We want children to realize that physical activity is fun, and the more we make this something they will enjoy, the more likely they'll keep running after the marathon, said Smith, who added that this is believed to be the first race of its kind aimed at youth runners.

We're trying to make a change in their lifestyle, not just a short-term change but a long-term one they will take with them the rest of their lives.

The goal is for each child to run/jog/walk five miles a week during the training program, which kicked off Aug. 11 and will include a group run every Saturday at 10 a.m.

All runners who have completed the 25 miles will then run/walk the final 1.2 miles together, crossing the finish line of the Preferred Care Rochester Marathon on Sunday, Sept. 16, at Frontier Field.

Kira Ashton's intentions to run a full marathon stem from her desire to become a better athlete.

Running can make you better at everything you do, including all of my sports, said Kira, 10, a fifth-grader at the DeWitt Road Elementary School in Webster who plays lacrosse, tennis, basketball and does karate. In almost every sport I do, you have to be good at running to be good in the sport, and I want to be a good runner so I can be good at my sports.

Smith and her staff have brought on experienced runners to teach the children proper running techniques and about safety issues such as stretching, staying hydrated and eating healthful foods.

Kevin Witt is planning on running as many of the miles as his 11-year-old body will allow.
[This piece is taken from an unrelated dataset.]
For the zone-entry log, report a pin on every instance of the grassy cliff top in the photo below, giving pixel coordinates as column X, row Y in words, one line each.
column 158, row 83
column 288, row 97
Kevin, who suffers from asthma that requires the use of an inhaler, learned about the benefits of healthful eating from his family, especially his sister, who helped him devise a weekly food plan.
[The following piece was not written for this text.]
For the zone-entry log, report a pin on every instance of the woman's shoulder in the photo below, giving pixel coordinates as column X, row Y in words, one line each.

It's a lot harder for kids to choose to (eat) healthy, especially when your friends might be eating pizza and junk food, said Kevin, a sixth-grader at Willink Middle School in Webster.

I used to eat a lot of junk food, but with my family's help I now have a plan of what to eat each day, and how much to eat. I'm allowed to eat a little junk (food) and a lot more fruits and vegetables than I used to.

While the runners aren't required to keep tabs of their daily diet, a registered dietitian will be on-hand at each of the training sessions to answer questions.

The runners must keep track of their progress in a running journal and are rewarded with a miniature toe token for every time they meet the week's goal of five miles.

(The rewards) are good because it makes us feel like we can set goals and reach them, said Abby Merritt, 12, a seventh-grader at East Irondequoit Middle School who is running with her sister Kaitlynn and plans to use this experience to join the school's cross country team in the fall.

This is all about educating kids on what they eat and how it affects you. Instead of just being a couch potato, I will know I need to run around, play and stay healthy.

Not all of the participants will attempt to run the entire distance.

Claire Ashton and her older sister, Kira, have been training for the marathon by running around North Ponds Park in Webster with their mother.

While Kira has aspirations of running all 26.2 miles, her younger sister has set more realistic goals for herself.

I'd like to run the whole thing but it's a long way to run for someone as young as me, said Claire, 8, a third-grader at the DeWitt Road Elementary School who ran in the Pink Ribbon 5K race on Mother's Day with her sister.

It's still fun because it's a challenge... . I don't think about how far I have to run, I just run.

Seeing the runners follow through on their goals is one of the benefits Smith gets out of organizing the marathon.

This whole age group we're targeting is the 'lost group,' Smith said.

As we're becoming more aware of childhood obesity, we know how important it is to start programs for these younger children who have already gotten off the track to fitness.

Hopefully, this leads to a healthy lifestyle.